The magic of VLAs

In my last post, I have written about ACT and how it helps robots learn specific tasks, like folding a shirt or putting a cup in a sink. But there was a catch: ACT is a specialist. And from the rise of LLM’s we now know that a specialist cannot compete in this age. We need a generalist policy.

Since we already know that LLMs indeed work, why don’t we use it for robotics too? Let’s think step by step.

– To control a robot we need to give not only text, but also visuals. That means we should use a VLM (Vision Language model). Now we have a model that can both understand my prompt and the image that we sent.

– But, when we give it a prompt and an image, VLM’s response is text. It says: “I see a blue coffee cup on the table.” Or if we are lucky, it might say: “Move the end-effector 10cm forward.” Clearly we need to convert tokens into actions somehow. We can use an Action Head to convert the output into a real action. And that gives us the last step: VLM + A = VLA

As you can see, it was no brainer to start from LLMs and end up with the basic architecture of VLAs. Before we dive deep into this method, let’s talk about how people generally get success from VLAs. 

How people generally train VLAs

1. Companies like Physical intelligence use pre-trained VLMs (like PaliGemma). These models already have some level of understanding of our physical world.

2. Then using the VLM + Action Head architecture, they train a base model (like pi0.5) with a variety of data.  Different robots, real world data, simulation data… Now, this model knows how to map a command and input image into an action sequence.

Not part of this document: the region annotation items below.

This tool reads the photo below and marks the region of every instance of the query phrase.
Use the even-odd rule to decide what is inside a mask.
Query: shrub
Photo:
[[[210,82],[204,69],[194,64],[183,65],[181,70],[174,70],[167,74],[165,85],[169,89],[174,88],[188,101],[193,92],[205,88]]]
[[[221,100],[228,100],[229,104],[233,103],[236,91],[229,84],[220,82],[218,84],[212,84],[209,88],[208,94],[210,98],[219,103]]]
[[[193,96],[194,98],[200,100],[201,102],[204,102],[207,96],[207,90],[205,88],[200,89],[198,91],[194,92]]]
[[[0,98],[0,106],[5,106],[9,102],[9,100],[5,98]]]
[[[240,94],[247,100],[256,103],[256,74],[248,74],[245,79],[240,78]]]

3. Lastly, depending on the use-case and the robot, the base model is fine-tuned on the domain specific data. For example if you are using SO100 Arm and you want the robot to clean up your desk, you can record some episodes and fine-tune pi0.5. Crazy times!

Let’s dissect some of the VLAs from pi

Physical Intelligence started with pi0, explained in their first blog post published online.

It uses the same structure that I have mentioned in the previous section. They fine-tune the PaliGemma VLM (a tiny 3B model!) with Open X-Embodiment Dataset, and their own dataset from 8 different manipulators. Now the VLM not only understands our incredibly rich, colorful and fun world, but with fine tuning it also knows how to be a robot doing incredibly mundane tasks. I bet PaliGemma wasn’t expecting that shift…

For the action head, they use a variant of diffusion models. You may have heard of diffusion in image generation, where the model tries to denoise a gaussian noise step-by-step to reconstruct a nice output. If we apply this same structure to actions, instead of pixels it looks like the following video. 

It also solves the multimodality problem of robotics that I have mentioned in the previous blog. But Physical Intelligence didn’t stop there and used a variant of diffusion model called flow matching. Instead of predicting the denoised output at each step, the model predicts a vector field that tells it which direction to move at each point along a (mostly straight) path from noise to action. Because the path is straighter than a typical diffusion trajectory, you need far fewer steps to get there (which is exactly what you need when you’re outputting actions 50 times a second).

pi0.5

If you read “Thinking, Fast and Slow” by Daniel Kahneman you should be familiar with System 1 and System 2 modes of thought. System 1 is the instinctive fast mode and System 2 is slower and logical thinking processes. pi0 was a System 1 VLA. It can place ham inside a bread. But it can’t make a full sandwich from a single prompt.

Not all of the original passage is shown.